Remuneration guidelines 'are being ignored'
Written by Editor, CIR
Remuneration and bonus guidelines issued by the Financial Services Authority (FSA) are being ignored by businesses fearful of losing their most talented staff, a survey suggests.
According to research by law firm Pinsent Masons, 84% of companies believe the FSA's code of practice will have little or no impact on how executives are rewarded, and more than three-quarters (78%) are not considering reviewing their severance terms to avoid executives getting large pay-outs.
The findings come as the FSA's consultation on its code of practice closes, prior to a final publication in July and possible implementation in November. The survey comes amid more high-profile shareholder protests over remuneration policy this week at Shell, Next and stockbroker Evolution.
In April, Brussels rissued guidance on director's pay, with recommendations on the structure and determination of remuneration and earlier this month the government published a report into the future of the financial services industry. It recommended adherence to the FSA's guidelines. However, a several large companies, particularly in the financial sector, have raised concern over restrictions on remuneration.
"Since the FSA first commented on bonuses and remuneration last autumn, there has been a greater focus on senior level pay, but, in many cases, bonuses have continued to be paid even though performance objectives have not been met," says Tom Flanagan, employment partner, at Pinsent Masons.

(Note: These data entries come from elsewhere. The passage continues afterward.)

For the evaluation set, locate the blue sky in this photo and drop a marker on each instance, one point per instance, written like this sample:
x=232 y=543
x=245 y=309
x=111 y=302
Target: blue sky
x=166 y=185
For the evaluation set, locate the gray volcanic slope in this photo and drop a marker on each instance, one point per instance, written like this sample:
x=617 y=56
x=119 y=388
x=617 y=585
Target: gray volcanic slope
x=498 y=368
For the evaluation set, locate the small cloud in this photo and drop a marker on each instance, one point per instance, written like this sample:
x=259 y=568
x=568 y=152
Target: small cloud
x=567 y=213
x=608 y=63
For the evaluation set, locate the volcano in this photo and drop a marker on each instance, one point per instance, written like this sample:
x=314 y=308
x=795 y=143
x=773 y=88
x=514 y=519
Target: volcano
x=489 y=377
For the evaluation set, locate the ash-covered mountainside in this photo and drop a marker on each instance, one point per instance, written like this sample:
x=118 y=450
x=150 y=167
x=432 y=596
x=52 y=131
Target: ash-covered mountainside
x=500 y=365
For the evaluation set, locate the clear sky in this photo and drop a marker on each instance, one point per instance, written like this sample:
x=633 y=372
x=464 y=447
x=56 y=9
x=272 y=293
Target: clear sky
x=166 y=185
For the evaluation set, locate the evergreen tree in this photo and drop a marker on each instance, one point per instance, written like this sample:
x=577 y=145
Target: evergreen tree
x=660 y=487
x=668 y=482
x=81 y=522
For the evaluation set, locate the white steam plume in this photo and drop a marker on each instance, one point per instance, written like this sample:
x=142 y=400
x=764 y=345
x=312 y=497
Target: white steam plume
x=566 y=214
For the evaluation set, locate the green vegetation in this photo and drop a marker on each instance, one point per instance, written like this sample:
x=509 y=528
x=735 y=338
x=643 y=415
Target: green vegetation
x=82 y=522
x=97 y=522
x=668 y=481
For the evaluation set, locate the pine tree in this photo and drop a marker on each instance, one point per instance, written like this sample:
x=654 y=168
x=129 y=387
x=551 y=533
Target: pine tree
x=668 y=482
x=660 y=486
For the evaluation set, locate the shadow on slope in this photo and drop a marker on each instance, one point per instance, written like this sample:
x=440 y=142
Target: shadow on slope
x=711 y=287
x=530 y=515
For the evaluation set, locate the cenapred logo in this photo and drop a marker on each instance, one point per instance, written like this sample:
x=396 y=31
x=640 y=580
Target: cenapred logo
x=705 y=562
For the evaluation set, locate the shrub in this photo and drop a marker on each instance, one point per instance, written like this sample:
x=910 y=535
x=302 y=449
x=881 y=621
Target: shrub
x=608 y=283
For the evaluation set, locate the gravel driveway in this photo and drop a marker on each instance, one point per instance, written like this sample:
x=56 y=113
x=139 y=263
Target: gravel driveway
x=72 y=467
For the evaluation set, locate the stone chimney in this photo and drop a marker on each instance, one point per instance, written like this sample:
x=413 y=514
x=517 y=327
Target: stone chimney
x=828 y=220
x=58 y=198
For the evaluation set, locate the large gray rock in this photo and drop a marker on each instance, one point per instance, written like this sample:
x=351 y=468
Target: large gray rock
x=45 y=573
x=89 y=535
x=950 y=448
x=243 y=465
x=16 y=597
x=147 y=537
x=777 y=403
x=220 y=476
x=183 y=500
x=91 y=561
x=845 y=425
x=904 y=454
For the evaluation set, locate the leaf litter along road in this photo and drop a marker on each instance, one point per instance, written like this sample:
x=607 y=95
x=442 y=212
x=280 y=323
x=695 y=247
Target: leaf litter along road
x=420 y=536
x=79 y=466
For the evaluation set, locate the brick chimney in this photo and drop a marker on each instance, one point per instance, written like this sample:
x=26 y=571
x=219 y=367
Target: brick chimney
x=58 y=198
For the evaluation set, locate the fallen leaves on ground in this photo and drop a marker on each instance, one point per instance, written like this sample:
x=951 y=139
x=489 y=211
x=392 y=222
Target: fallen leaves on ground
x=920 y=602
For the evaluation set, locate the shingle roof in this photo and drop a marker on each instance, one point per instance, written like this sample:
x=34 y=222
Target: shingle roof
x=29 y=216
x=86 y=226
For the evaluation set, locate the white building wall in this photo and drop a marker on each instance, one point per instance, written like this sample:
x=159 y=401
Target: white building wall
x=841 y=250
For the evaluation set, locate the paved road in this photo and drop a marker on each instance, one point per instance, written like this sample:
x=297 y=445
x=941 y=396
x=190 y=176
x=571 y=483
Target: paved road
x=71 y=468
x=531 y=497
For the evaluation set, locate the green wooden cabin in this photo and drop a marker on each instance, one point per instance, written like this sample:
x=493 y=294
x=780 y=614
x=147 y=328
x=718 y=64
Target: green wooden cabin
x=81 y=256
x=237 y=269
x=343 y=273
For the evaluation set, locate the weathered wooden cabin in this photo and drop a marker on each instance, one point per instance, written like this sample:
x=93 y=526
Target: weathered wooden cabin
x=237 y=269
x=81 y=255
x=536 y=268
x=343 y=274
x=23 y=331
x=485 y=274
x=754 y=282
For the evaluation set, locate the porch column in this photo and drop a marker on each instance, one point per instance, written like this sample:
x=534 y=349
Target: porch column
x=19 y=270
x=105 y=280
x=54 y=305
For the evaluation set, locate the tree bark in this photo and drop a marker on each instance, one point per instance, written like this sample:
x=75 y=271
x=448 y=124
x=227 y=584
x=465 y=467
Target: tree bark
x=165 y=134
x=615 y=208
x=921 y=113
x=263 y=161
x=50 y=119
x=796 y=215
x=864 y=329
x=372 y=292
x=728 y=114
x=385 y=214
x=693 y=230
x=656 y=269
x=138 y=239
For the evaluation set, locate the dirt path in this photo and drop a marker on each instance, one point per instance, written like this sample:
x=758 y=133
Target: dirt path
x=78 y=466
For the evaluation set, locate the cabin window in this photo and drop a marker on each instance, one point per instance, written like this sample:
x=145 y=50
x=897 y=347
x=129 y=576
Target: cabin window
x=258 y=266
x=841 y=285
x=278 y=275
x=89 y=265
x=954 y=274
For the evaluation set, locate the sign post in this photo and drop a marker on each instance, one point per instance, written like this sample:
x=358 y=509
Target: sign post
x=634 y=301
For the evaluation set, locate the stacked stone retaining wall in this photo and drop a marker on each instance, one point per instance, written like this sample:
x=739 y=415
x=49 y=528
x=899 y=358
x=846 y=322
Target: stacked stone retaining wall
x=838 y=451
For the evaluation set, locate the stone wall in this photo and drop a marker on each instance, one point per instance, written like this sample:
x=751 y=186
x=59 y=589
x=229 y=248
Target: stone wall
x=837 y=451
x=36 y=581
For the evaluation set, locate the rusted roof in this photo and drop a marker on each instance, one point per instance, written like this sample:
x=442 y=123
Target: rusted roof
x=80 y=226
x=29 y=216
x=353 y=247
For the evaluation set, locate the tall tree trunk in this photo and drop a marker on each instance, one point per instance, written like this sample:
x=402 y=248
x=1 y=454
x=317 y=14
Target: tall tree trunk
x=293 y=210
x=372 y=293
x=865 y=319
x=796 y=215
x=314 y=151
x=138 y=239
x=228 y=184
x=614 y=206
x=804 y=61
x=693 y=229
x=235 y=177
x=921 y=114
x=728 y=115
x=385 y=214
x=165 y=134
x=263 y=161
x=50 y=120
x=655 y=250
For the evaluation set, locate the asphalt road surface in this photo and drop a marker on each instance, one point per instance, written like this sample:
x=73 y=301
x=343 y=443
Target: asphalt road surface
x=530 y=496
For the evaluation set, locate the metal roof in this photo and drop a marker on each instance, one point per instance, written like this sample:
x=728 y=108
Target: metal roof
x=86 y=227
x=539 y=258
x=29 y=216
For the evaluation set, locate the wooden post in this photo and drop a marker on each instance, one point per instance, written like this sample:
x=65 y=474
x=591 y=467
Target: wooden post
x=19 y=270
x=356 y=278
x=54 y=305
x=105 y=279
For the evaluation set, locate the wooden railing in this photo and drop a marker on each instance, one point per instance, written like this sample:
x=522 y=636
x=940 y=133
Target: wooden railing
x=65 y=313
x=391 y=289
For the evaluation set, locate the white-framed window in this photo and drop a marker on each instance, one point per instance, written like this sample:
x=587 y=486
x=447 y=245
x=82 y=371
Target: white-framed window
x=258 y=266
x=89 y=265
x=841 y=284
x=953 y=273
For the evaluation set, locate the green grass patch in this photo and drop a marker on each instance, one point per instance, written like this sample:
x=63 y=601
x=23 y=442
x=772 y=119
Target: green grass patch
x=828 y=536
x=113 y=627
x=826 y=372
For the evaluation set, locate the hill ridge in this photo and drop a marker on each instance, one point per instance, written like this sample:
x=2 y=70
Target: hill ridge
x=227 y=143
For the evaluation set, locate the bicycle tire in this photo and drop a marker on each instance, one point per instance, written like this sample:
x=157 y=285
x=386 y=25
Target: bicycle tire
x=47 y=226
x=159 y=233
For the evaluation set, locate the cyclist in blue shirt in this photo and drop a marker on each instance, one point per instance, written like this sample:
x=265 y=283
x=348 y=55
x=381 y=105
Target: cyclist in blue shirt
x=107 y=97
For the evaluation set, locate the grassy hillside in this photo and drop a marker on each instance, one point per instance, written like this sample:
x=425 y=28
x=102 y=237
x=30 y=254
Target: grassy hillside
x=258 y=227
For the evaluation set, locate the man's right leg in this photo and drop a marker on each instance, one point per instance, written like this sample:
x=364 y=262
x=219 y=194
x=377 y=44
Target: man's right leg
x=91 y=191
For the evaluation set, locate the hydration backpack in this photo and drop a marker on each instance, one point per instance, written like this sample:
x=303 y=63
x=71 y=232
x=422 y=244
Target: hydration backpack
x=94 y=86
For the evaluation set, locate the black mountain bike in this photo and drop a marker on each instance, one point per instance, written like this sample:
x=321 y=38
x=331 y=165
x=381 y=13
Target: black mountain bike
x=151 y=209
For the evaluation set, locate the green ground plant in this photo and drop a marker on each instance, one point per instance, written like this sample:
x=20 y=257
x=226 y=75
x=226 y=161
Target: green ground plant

"While this may seem perverse given the current state of the economy and the shareholder unrest it has created, we feel it highlights two fears among businesses: a fear of losing top executives at a time when it could be argued they are needed most, and a fear of tackling the thorny issue of changing contracts.
"Businesses are in a catch-22 situation. They are under pressure to rein in benefits which are now deemed excessive by some stakeholders but they also need to retain their best talent to help get them through the recession. Not paying bonuses could lead to the exit of senior staff which could explain why discretionary benefits continue to be granted even if the business is not performing well."